Obviously, people are Googling how to give up a kid — finding my informative post but not actually reading it, and then calling me anyway.
Every one of these calls is returned post-haste.
At least in Ohio, you can’t just leave a kid by the side of the road without risking a serious criminal charge. Other than an adoption, your kid is your kid and your responsibilities will continue until s/he becomes emancipated.

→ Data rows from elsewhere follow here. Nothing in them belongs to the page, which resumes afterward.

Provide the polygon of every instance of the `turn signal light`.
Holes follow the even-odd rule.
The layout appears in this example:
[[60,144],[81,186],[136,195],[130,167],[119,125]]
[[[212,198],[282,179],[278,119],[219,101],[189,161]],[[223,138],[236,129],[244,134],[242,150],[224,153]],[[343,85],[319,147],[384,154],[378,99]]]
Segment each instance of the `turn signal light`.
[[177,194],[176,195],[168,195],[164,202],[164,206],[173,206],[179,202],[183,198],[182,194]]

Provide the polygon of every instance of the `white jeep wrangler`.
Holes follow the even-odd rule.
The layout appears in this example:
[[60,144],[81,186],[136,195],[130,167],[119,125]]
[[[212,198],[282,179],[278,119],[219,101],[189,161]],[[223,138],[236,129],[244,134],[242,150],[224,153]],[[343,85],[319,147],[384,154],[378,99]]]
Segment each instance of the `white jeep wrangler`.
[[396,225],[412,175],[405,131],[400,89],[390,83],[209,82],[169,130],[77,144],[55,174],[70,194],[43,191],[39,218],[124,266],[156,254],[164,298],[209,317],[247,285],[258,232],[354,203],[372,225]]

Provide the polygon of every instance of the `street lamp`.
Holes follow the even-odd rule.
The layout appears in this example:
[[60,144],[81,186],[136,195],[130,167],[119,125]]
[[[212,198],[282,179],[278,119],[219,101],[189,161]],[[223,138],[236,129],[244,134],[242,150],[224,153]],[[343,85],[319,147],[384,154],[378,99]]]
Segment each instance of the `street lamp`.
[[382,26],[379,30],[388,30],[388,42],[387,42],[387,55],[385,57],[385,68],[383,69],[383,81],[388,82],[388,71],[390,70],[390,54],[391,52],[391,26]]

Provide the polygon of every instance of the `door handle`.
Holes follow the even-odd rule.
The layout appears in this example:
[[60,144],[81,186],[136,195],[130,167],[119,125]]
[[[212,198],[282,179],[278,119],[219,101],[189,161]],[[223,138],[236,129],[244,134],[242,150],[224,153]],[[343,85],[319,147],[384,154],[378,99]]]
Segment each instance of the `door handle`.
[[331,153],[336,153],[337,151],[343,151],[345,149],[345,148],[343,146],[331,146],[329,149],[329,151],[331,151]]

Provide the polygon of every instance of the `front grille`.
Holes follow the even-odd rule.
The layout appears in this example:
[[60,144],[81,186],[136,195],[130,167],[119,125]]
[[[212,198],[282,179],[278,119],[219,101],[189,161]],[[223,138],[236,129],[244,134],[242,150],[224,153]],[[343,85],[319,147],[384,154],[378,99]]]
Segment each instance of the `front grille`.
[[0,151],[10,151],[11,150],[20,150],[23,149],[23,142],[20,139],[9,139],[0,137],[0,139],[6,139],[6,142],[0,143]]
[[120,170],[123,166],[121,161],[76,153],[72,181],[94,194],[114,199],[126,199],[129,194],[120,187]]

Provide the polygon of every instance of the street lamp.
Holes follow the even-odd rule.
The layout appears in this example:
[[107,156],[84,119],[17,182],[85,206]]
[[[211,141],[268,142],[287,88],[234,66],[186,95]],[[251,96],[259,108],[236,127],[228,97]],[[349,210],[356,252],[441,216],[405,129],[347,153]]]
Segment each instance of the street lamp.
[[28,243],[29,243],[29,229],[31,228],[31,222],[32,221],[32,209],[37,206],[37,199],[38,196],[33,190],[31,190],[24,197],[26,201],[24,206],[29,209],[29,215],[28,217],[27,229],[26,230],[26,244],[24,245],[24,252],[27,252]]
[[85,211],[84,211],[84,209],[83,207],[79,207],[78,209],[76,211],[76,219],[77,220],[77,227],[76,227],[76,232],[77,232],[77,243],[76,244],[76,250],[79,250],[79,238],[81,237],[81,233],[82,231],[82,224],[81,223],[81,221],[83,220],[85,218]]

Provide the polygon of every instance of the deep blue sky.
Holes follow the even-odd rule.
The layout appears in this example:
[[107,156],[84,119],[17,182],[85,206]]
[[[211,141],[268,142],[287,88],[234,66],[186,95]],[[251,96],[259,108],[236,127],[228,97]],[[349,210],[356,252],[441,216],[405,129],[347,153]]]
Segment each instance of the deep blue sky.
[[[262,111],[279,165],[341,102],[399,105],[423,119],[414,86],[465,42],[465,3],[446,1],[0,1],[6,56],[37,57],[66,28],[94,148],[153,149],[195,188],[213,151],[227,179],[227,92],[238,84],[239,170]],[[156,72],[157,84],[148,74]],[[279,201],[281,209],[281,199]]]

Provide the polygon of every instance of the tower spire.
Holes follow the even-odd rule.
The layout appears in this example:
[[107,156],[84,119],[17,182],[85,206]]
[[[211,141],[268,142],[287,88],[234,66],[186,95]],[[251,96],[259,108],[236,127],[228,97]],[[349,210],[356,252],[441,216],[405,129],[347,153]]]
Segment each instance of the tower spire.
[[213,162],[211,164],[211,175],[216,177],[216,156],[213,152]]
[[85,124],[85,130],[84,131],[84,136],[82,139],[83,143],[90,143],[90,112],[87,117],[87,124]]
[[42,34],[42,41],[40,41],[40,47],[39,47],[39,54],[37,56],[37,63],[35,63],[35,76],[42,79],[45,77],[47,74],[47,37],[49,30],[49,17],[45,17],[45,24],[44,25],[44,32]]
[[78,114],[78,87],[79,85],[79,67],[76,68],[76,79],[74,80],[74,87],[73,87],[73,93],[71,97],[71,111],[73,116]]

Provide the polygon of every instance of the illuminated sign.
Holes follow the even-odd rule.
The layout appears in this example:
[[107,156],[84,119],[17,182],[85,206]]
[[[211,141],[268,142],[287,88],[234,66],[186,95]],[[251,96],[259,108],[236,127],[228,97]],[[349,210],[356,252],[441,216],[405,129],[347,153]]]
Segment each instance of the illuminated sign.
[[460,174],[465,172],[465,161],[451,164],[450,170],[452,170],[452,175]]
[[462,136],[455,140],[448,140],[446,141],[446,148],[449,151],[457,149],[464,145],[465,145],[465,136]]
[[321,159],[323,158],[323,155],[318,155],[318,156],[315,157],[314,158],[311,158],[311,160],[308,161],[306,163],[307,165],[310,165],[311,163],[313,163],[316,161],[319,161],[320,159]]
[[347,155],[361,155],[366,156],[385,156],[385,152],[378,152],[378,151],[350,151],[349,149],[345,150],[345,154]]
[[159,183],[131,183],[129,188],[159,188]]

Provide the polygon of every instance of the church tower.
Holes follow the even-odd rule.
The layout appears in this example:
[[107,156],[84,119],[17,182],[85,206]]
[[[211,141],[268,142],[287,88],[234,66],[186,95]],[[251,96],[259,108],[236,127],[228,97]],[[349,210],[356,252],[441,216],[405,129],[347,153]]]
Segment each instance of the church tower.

You can, however, LOSE your kid. How?
Well, before you can lose your kid, you must first lose a court case where your child is declared abused, neglected or dependent while in your care. (This action naturally follows the criminal action that was filed against you when you left your kid by the side of the road and drove off.) Then, you’ll likely be given a “case plan” that will send you scurrying off to community resources located at inconvenience places to learn what most parents know by instinct: don’t leave your kid by the side of the road; don’t neglect the plumbing and resort to using the sink for number two; and don’t be such an addict that your baby is born addicted. You’ll have a time frame to become enlightened and another time frame to fix whatever made your child abused, neglected or dependent to start with.
You should not complete your case plan quickly! It’s best to show some progress, but not much, and certainly not by the artificial deadlines set by some childless social worker.
Ohio is committed to reunification, which means giving your kid back to you, but reunification must happen quickly. The “12/22” rule says that a child in the temporary custody of the state agency for any 12 months of a consecutive 22-month period satisfies the threshold test to proceed to the most holiest of grails regarding custody litigation: the “best interest” test.
Every child-related order in Ohio must advance the child’s best interests, according to the presiding trial judge. There are many factors to consider. Who cared about the child? Who can keep the child alive and get it educated? How does the child feel about whom s/he lives with? How well-adjusted is the child in school and at home after being subjected to nasty litigation for over a year? Who’s got criminal records for domestic violence? Who’s shooting heroin or hearing voices?
How long will it realistically take to reunify with the child?
Ohio demands answers to these questions.
A permanent custody action in family law is akin to the death penalty in criminal law (except in family law, the parent doesn’t die). The parent subject to such an action is entitled to free legal representation at every stage of the proceeding. The parent is also entitled to have a free attorney file objections and appeal the case to at least one higher court. The child is generally appointed a guardian ad litem to act as a check on the system and make recommendations about his/her best interests after investigating everyone.
This is a long and involved process and very exhaustive. Many parents simply ignore the whole thing, move frequently so that they cannot be served, and eventually hear on the street that their kid is now living somewhere else and will never be coming home. Other parents try hard but succumb to their addictions or start serving long prison sentences. In these cases, the government takes their child and can then make various orders about where and with whom the child lives.
Overall, parents who lose legal rights to their own children are very sad. They miss their kids and their cute little antics and wonder about what could have been.
And they rarely aggravate lawyers by calling at the front end to ask how to voluntarily surrender their child.